How to tackle compensation of bankers

Financial Express, 25 June 2009

Financial regulators must take interest in how the incentives of bank managers are shaped by ownership, governance and compensation. But a mere focus on the level of compensation is giving in to the populist envy of the rich. RBI needs to come out with a policy document on ownership, governance and compensation, based on high quality economics and public discussion.

Backdrop: getting government out of wages has helped

Nickel costs $15,400 per tonne while Aluminium is at $1600 a tonne. Why should Nickel cost ten times more than Aluminium, even though they are a lot alike? Such questions are pretty pointless. Prices come out of supply and demand and have no other interpretation. A. M. Naik of L&T got paid Rs.8.4 crore in 2007-08 while Azim Premji of Wipro got Rs.1.31 crore. Interpersonal wage comparisons are as pointless as intermetal price comparisons.

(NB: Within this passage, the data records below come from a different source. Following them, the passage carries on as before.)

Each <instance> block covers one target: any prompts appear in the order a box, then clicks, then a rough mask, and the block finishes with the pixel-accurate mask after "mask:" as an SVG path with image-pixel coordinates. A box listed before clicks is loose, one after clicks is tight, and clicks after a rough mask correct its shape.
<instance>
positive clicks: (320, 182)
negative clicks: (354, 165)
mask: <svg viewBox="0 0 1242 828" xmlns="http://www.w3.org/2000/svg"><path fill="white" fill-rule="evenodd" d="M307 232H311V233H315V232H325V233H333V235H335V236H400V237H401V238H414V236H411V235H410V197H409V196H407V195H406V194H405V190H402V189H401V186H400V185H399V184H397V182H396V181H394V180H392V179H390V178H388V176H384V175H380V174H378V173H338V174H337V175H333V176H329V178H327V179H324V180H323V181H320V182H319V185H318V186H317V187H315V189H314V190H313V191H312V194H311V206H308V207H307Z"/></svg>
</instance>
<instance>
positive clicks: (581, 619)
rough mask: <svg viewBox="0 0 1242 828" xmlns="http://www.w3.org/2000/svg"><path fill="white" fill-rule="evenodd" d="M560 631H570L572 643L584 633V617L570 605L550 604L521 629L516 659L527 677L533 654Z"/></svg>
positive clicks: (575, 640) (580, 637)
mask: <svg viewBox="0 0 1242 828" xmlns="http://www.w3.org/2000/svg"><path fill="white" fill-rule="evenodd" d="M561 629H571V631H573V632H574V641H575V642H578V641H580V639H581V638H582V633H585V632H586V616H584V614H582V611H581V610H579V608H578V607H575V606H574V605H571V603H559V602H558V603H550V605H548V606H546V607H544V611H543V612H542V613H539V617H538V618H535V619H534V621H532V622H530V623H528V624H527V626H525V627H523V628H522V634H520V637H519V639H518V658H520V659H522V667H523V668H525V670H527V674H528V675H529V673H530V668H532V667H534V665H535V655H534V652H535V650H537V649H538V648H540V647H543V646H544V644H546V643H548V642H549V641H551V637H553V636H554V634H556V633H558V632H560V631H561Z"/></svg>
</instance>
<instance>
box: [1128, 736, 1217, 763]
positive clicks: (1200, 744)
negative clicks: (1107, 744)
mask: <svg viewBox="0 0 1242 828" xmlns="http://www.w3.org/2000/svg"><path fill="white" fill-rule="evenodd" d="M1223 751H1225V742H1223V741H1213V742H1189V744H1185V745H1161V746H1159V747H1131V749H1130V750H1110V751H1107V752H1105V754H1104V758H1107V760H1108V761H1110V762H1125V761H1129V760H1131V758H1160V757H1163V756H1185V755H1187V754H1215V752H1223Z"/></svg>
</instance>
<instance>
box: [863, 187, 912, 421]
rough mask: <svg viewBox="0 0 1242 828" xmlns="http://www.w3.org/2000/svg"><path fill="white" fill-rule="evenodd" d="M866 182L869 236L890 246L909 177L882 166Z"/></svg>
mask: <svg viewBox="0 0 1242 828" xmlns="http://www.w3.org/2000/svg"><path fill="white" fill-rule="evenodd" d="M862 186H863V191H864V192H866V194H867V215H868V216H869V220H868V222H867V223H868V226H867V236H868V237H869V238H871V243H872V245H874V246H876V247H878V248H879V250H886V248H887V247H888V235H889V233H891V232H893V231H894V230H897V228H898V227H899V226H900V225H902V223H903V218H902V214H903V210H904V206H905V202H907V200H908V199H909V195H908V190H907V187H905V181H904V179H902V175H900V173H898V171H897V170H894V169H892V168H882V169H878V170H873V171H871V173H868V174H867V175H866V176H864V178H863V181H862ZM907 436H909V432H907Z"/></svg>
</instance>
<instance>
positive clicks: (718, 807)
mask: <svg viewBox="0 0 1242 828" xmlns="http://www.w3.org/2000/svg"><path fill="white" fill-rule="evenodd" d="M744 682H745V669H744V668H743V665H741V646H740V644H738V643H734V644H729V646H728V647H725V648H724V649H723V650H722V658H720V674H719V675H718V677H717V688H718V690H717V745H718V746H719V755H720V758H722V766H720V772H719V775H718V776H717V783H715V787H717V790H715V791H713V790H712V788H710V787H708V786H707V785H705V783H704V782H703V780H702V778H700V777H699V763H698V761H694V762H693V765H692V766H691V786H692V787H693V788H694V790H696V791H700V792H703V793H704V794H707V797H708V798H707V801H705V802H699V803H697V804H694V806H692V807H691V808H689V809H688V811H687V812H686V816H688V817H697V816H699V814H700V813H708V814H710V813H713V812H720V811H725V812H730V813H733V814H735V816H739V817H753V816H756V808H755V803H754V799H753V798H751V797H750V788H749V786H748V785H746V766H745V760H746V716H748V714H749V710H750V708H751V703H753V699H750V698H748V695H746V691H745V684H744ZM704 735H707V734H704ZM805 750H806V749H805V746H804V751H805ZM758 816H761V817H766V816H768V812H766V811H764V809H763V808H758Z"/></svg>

When India became a socialist country, the government took it upon itself to control all kinds of prices, ranging from metals to labour. As a consequence, unethical firms found other ways of paying employees, which tilted the balance in favour of bad ethics. Lowered wages at the top reduced the incentives for young people to work hard and learn hard. Low wages pushed the brightest people out of the country. Inward migration of talent did not happen.

One of the most important reforms of the early 1990s was the removal of government involvement in wage setting. This fit into the larger theme of reforms refocusing government on the provision of public goods, and the removal of government interference in prices of the factors of production : land, labour, capital and enterprise. Deregulation of wages induced a sea change in the quality of the Indian workforce, based on stronger incentives in favour of hard work and education, a reduction in emigration, a reverse brain drain, and foreigners moving to India.

The compensation problem in banking

In this setting, debates about compensation in banking have resurfaced. With ordinary corporations, good corporate governance is about getting managers to maximise for the shareholders. This involves compensation packages containing shareholding, performance-linked bonuses and stock options.

In finance, in many situations, managers who think like shareholders can be pretty destructive. In banking, we have seen huge bonuses tied to short-term performance, without concern for risk. Excessive risk taking was consistent with bonus-maximisation. While such problems occur in other parts of finance also, they are particularly important in banking, given the toxic combination of opaque assets, high leverage and government guarantees. Many decisions taken by banks were good for shareholders and particularly for managers, but were value-destroying when viewed at the level of the bank as a whole or the economy at large.

If ownership, governance and compensation are unregulated, then regulators are left playing a game of cat and mouse trying to prevent CEOs from doing the things that they are incentivised towards doing. It makes sense for government to instead take interest in the ownership, governance and compensation structures so as to modify the incentives of top managers. It is better to give managers the incentive to do the right thing rather than giving them the incentive to do the wrong thing, and then trying to hem them in with regulations. Indeed, a greater focus on regulation of ownership, governance and compensation would make possible reduced direct regulation of the activities of banks.

Two principles need to be emphasised. First, the standard corporate governance ideas of aligning the interests of managers with that of shareholders should be dropped for banks. Second, regulators should think deeply about the incentive implications of ownership, governance and the structure of compensation. As an example, with banks, incentives should be linked to the total value of the firm and not just the value of the equity.

RBI and compensation of Indian bankers

In a report in Indian Express, P Vaidyanathan Iyer wrote that RBI has blocked the CEO compensation of ING Vysya Bank, Axis Bank and Development Credit Bank, on the grounds that the level of compensation was too high. RBI may be responding to concerns about compensation in banking that are now in vogue. However, going after the level of compensation is giving in to old Indian socialism, to the destructive politics of envy. What is important is not the level of compensation but the incentive structure that it engenders. RBI needs to shift from such blunt actions to bringing in sophisticated economics of the incentive implications of compensation.

Arbitrary letters to a few banks are an unhealthy way to run a regulatory system. RBI must go through the process of first using a top quality expert committee to think about these questions, then asking for public comments on a draft document, and then releasing the policy document. This policy statement must articulate a framework for thinking about the incentive implications of compensation in banking while meticulously staying away from the politics of envy. Fresh regulation of ownership, governance and compensation must be simultaneously accompanied by fresh deregulation of the activities of banks.